Taking place in present-day Chicago, Utopia follows a group of comic book nerds — Ian (Dan Byrd), Becky (Ashleigh LaThrop), Samantha (Jessica Rothe), Grant (Javon Walton) and Wilson Wilson (Desmin Borges) — who share a passion for an underground graphic novel called Dystopia. The novel chronicles the life of Jessica Hyde, a young girl whose genius scientist father was taken hostage by the villainous Mr. Rabbit and forced to create devastating viruses as synthetic bioweapons. The group, who mostly spend their time online in private forums searching for hidden clues buried in Dystopia's pages, attempt to make links to real-life disaster events by meticulously divining prophecy and conspiracy from the novel's evocative images.

When word of a rumoured sequel named Utopia reaches the group, they make their way to a fringe comic book convention to meet in person and obtain the elusive manuscript. It's here that they run afoul of Arby (Christopher Denham) and Rod (Dustin Ingram), two deadly henchmen working for a shadowy organization called Harvest, who are also searching for Utopia along with the real-world Jessica Hyde (Sasha Lane) and will go to any lengths to obtain them. We're also introduced to big pharma CEO Dr. Kevin Christie (John Cusack), his corporate lackey son Thomas (Cory Michael Smith), and frustrated virologist Michael Stearns (Rainn Wilson), three characters who will soon be drawn into the group's dark web of conspiracy, deceit, and death — with Utopia resting firmly at its centre.

Developed by creator and showrunner Dennis Kelly, the original UK incarnation of Utopia aired on Britain's Channel 4 from 2013 to 2014. Pitched as a black comedy-conspiracy thriller, the show was a critical success during its two-season run, praised for Kelly's strong creative vision, bold cinematography, bright Technicolour palette and astonishing (often violent) visuals. When the show failed to be renewed for a third season, HBO announced it had picked up the series for a new American adaptation with the Gone Girl duo of director David Fincher and author/screenwriter Gillian Flynn attached to the project. Years of development hell limbo later, Fincher eventually left due to budgetary disputes, and the project moved over to Amazon Studios in 2018, with Flynn taking over as showrunner and Kelly staying on as an executive producer.

After watching the first seven episodes made available for review, it's clear that Flynn's Utopia is vastly inferior to Kelly's subversive original in almost every conceivable way. What Amazon's adaptation might share in general story beats, character names and core mythology, it squanders in terms of lasting visual impact, performer chemistry, rich storytelling and overall thematic resonance. Flynn drops several peripheral characters and subplots from Kelly's first season, injecting a whole host of new plot threads, most of which end up as meandering asides, tonally inconsistent attempts at humour, and pointless character deaths.

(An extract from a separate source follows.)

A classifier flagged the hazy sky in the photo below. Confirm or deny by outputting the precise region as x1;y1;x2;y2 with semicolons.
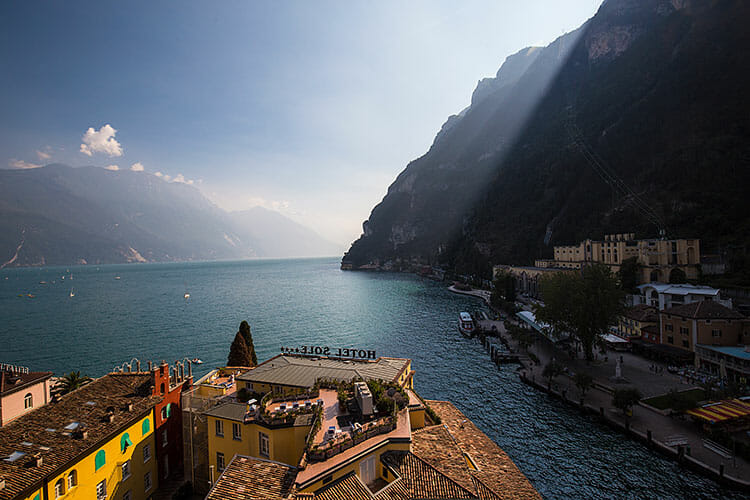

Another unfortunate aspect of Utopia is the lacklustre group ensemble. Byrd, LaThrop and Borges all give decent individual performances that lack cohesion and chemistry when brought together. Walton does a great job of conveying a child's sense of wonder and detachment in the face of a deadly global conspiracy. At the same time, Lane's portrayal of Jessica Hyde — a formidable and conflicted antiheroine who's entirely crucial to the show's core premise — comes off as one-note and narratively half-baked by the end of the season. Additionally, Denham's earnest depiction of Arby as a ruthless and menacing, neurologically atypical assassin also falls flat compared to Neil Maskell's terrifying turn in Kelly's Utopia.

While the use of mindless violence as shock value is still very much present, it is mostly devoid of any sense of stakes. Noticeable changes to key plot events early on are so obvious and telegraphed ahead of time that the viewer would already be connecting these dots when characters themselves are just beginning to riddle them out. Indeed, one wonders what this version of Utopia may have looked like with someone like Fincher at the helm, wielding a steady creative eye and (potentially) more sizable budget.

These noticeable faults end up having a significant impact in the show's first few episodes, where events are so jarring and rushed together that they feel detached from the show's overall thematic through-line. So, if viewers aren't already familiar with Utopia, or the trappings of the plot beforehand, their entertainment mileage may vary. However, longtime fans of the original Utopia will be sorely disappointed by Flynn's tedious and perfunctory adaptation of the material and likely switch off altogether.

If Kelly's Utopia felt like a bold graphic novel filled with bright, explosive cells of action and intrigue, Flynn's Utopia plays as a facsimile fanzine of those same pages, lacking all the vibrancy, fidelity and intricate detail of the original manuscript. Utopia has little to say about the nature of conspiracy that's new, timely or relevant — we already live in a modern era overflowing with the unreality of Trumpian politics, climate disasters, flat Earthers, COVID-19, 5G and QAnon.

In the show's third episode, Cusack's Dr. Christie informs us, "We all have our reasons for being in this world. We all have our purpose." The grand irony here is that Flynn's Utopia is rudderless in trying to justify its existence in a crowded world where fact is sadly more interesting than fiction.
(Prime Video)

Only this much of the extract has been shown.